4.5. Considerations for Clustering SNPs

In this section, I discuss the implementation of clustering and outlier detection methodologies for SNPs.

Snowflake is essentially a method for finding unusual combinations of SNPs, within sets of SNPs associated with a phenotype. Since there will be many rare combinations of SNPs just through randomness, the deleteriousness score (via FATHMM) decides which rare combinations are of interest.

The clustering takes place per phenotype, with the distinct phenotypes and the SNPs associated with them are chosen according to dcGO. This therefore determines how many dimensions (SNPs) we are clustering on for any given phenotype

4.5.1. Combinations of SNPs

Given \(N\) SNPs of interest, there are \(3^N\) different options for individual’s combinations of calls for biallelic SNPS, since there are three different options for each SNP WW wild-wild homozygous, MW/WM heterozygous, or MM mutant-mutant heterozygous.

For our purposes, heterozygous SNPs are considered the same whether they are mutant-wild MW or wild-mutant WM, since we assume they would create the same balance of proteins in a cell.

Linkage Disequilibrium

Linkage disequilibrium is the measure of how much more often alleles are found together than would be expected if they were randomly distributed. SNPs are not independent, and we wouldn’t expect alleles to be randomly distributed for many reasons, for example because:

• SNPs are inherited together through genetic linkage, due to being on the same gene or nearby genes from one another.

• we would expect combinations of SNPs to reflect the structure of the population, e.g. individuals who are geographically close to one another are more likely to have similar genetics.

• particular combinations of SNPs may be fatal or otherwise prevent people from passing them on.

The combinations of SNPs are not distributed randomly based only on the frequency of each SNP independently, this is what’s known in population genetics as linkage disequilibrium.

4.5.2. Choice of clustering methodology

Fig. 4.7 A drawing indicating how the combinations of SNPs we might expect to cause disease would represent a non spherical relationship between SNPs.

Fig. 4.8 Comparison illustrating differences between the implemented clustering methods.

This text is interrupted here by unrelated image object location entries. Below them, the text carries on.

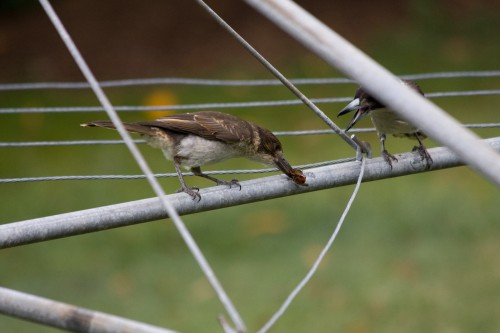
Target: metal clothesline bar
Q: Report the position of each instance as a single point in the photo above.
(229, 82)
(68, 317)
(225, 105)
(218, 197)
(382, 84)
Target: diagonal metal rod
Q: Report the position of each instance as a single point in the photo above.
(67, 317)
(382, 84)
(217, 197)
(284, 80)
(165, 203)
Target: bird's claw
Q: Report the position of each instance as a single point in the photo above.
(424, 154)
(192, 191)
(388, 157)
(231, 183)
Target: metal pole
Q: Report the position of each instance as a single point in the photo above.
(381, 83)
(68, 317)
(114, 216)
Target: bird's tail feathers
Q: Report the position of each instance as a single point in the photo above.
(131, 127)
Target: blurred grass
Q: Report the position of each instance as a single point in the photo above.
(417, 253)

Image adapted from sklearn documentation[189].

The original implementation of the phenotype predictor used k-means clustering[190]. This wasn’t suitable for the predictor, since we expect combinations of SNPs to form non-spherical shapes (see Fig. 4.7), and k-means cannot achieve this (see Fig. 4.8).

Spectral clustering, DBSCAN (Density-Based Spatial Clustering of Applications with Noise), IDOS, OPTICS and LOF (Local Outlier Factor) were also implemented. This involved automation of parameter selection, to enable clustering to be performed automatically on thousands of phenotype terms. These methods have theoretical pros and cons with respect to the predictor. For example, OPTICS and DBSCAN do not need the number of clusters as an input, but instead require the minimum number of points required to form a cluster and a radius from each point to consider as part of a cluster, which has more meaning in this context. They also automatically output outliers to clusters, which will affect the resulting phenotype score, potentially in unseen ways - particularly as it is difficult to visualise high-dimensional data. OPTICS is the default setting, as in addition to not requiring a number of clusters, it can identify clusters of differing densities (a quality that DBSCAN lacks - as can be seen in the second row of Fig. 4.8). A final informed choice between these options requires a large benchmarking set.

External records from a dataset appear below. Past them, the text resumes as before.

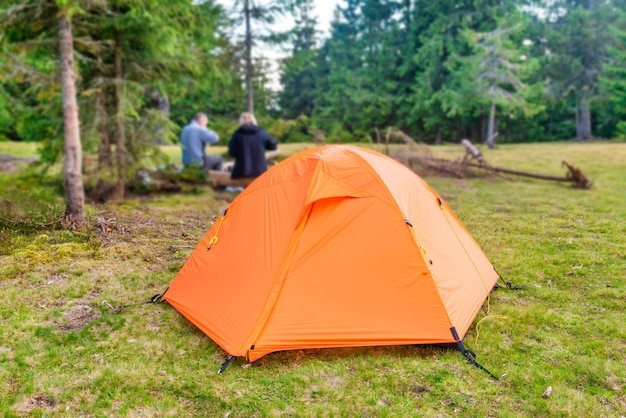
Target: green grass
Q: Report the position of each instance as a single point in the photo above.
(67, 350)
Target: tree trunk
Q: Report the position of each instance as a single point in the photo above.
(491, 130)
(104, 145)
(585, 119)
(72, 173)
(119, 124)
(438, 136)
(248, 52)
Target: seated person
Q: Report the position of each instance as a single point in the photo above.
(247, 145)
(194, 138)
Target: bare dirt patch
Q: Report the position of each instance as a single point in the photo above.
(9, 164)
(78, 317)
(37, 401)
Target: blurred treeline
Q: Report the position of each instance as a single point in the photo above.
(438, 70)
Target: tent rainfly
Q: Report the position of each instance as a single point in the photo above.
(336, 246)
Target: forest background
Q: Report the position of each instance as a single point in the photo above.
(132, 73)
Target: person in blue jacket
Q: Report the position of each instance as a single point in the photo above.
(194, 138)
(248, 145)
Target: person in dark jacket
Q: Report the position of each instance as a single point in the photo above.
(248, 145)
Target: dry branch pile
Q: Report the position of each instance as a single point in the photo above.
(472, 162)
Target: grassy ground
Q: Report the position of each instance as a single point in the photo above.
(76, 339)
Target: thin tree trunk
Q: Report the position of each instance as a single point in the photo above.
(248, 52)
(578, 124)
(585, 119)
(491, 130)
(104, 146)
(438, 136)
(119, 124)
(72, 173)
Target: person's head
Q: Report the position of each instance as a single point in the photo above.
(201, 118)
(247, 119)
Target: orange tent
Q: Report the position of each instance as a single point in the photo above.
(336, 246)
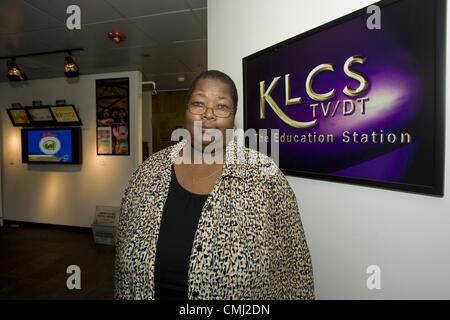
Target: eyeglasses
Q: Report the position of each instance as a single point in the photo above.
(220, 110)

4.5.2.1. Choice of distance metric

The phenotype predictor’s original distance metric was non-linear, such that the homozygous calls were further from each other than the distance via the heterozygous call, as shown in Fig. 4.9. Non-linear distance metrics mean that it is not possible to create a location matrix rather than a distance matrix. This is required for some types of clustering.

A linear distance metric which also captured the increased likelihood of homozygous alleles to be disease-causing (Fig. 4.10) was developed to enable this, and to better represent the biology. In this version, the popularity of an allele decides which homozygous call the heterozygous call is more functionally similar to.

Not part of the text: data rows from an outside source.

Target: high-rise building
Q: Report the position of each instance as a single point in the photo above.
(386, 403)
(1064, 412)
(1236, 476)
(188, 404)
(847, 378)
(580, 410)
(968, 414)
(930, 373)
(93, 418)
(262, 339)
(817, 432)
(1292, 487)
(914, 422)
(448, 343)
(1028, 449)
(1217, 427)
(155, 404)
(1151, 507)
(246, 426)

Fig. 4.9 Original non-linear distance metric. \(MM\) denotes homozygous mutant alleles, \(WW\) denotes homozygous wild type alleles, and \(MW\) denotes heterozygous alleles. The FATHMM score for the SNP \(f\), defines the distance between the wild type and mutant alleles.

Fig. 4.10 Linear distance metrics. \(MM\) denotes homozygous mutant alleles, \(WW\) denotes homozygous wild type alleles, and \(MW\) denotes heterozygous alleles, and \(N\) represents the number of people with that allele call. The FATHMM score for the SNP \(f\), defines the distance between the wild type and mutant alleles.